In breve. Milleproroghe promulgato ma approvati anche vari ordini del giorno affinché il Parlamento modifichi l’interpretazione sulla norma in materia di anatocismo, che non piace né a molti della maggioranza ed ancor meno ad opposizione.
Il testo approvato il 26/2/11 si riferisce alla presunta prescrizione derivante dall’annotazione in conto dell’interesse passivo, interpretazione che tuttavia si trova in contrasto con le norme dello Stato e la sentenza di Cassazione a sezioni unite del 2/12/10.
La Suprema Corte di Cassazione ha chiarito da decenni che è il momento del pagamento materiale dell’interesse (e non l’annotazione) a generare il diritto del correntista di reclamare il maltolto su un conto corrente affidato (ovvero passivo). Pertanto finchè non vi è chiusura del rapporto tramite il saldo non si può tecnicamente parlare di pagamento corrisposto e conseguentemente rimane valido l’orientamento della Suprema Corte circa l’unitarietà del rapporto sin dalla sua prima operazione, nonché il diritto di agire legalmente entro 10 anni dalla data di estinzione del conto corrente. Le cause per anatocismo continuano e Adusbef ricorrerà alla Corte Costituzionale.

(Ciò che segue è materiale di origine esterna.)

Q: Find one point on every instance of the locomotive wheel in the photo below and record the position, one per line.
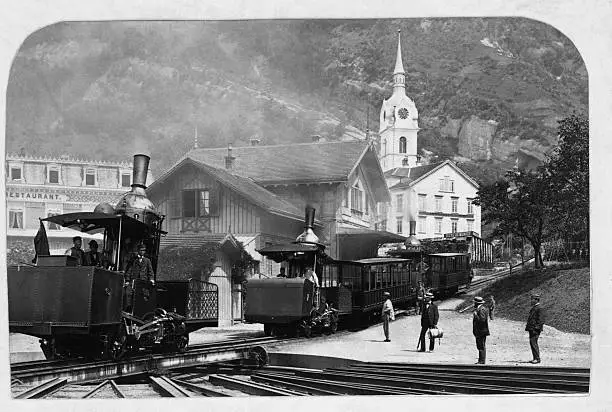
(306, 329)
(333, 326)
(182, 342)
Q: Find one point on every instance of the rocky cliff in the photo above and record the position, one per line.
(488, 90)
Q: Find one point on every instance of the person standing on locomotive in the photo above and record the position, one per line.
(76, 251)
(312, 276)
(92, 256)
(420, 297)
(140, 267)
(388, 314)
(429, 319)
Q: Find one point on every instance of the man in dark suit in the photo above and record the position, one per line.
(140, 267)
(480, 328)
(429, 319)
(535, 324)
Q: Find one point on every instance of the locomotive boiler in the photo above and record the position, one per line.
(95, 311)
(350, 291)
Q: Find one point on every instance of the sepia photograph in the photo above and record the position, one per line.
(299, 207)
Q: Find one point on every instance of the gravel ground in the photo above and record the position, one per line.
(507, 345)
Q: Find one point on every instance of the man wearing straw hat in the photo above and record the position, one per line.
(388, 314)
(480, 328)
(535, 324)
(429, 319)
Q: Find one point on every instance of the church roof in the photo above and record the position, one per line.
(289, 163)
(411, 175)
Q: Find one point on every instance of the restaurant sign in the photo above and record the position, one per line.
(36, 196)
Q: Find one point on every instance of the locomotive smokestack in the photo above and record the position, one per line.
(141, 167)
(412, 243)
(308, 236)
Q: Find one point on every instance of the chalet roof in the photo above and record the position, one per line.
(410, 176)
(242, 185)
(320, 162)
(289, 163)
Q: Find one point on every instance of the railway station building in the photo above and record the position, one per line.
(38, 187)
(257, 195)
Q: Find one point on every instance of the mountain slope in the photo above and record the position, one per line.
(488, 90)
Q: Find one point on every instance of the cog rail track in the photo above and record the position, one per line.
(32, 373)
(359, 378)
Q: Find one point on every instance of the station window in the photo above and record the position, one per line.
(90, 177)
(402, 144)
(126, 180)
(422, 224)
(422, 203)
(438, 203)
(438, 226)
(399, 202)
(53, 226)
(454, 202)
(54, 175)
(196, 203)
(15, 219)
(356, 198)
(16, 173)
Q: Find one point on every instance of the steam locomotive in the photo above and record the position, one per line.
(350, 291)
(93, 311)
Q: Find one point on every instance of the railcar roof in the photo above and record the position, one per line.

Testo integrale. Il c.d. Decreto Milleproroghe, contestato nei giorni scorsi anche dal Presidente della Repubblica Giorgio Napolitano il quale lo aveva rispedito alle Camere per delle modifiche, è stato invece approvato dal Governo il 26 febbraio 2011: le associazioni dei consumatori quali Adusbef, Federconsumatori, Adiconsum ed altre insorgono.

Il Sen. Elio Lannutti, parlamentare dell’Italia dei Valori e presidente di Adusbef, ha già annunciato la ferma intenzione di adire la Corte Costituzionale nelle udienze già fissate a partire dal 28 febbraio 2011, sollevando obiezioni sull’incostituzionalità del decreto, il quale contiene tre righe in materia di anatocismo in netto contrasto con il codice civile, la costituzione e le norme imperative dello Stato. Il Presidente della Repubblica, nel respingere il testo iniziale dell’emendamento, aveva peraltro già sottolineato l’incostituzionalità del decreto milleproroghe.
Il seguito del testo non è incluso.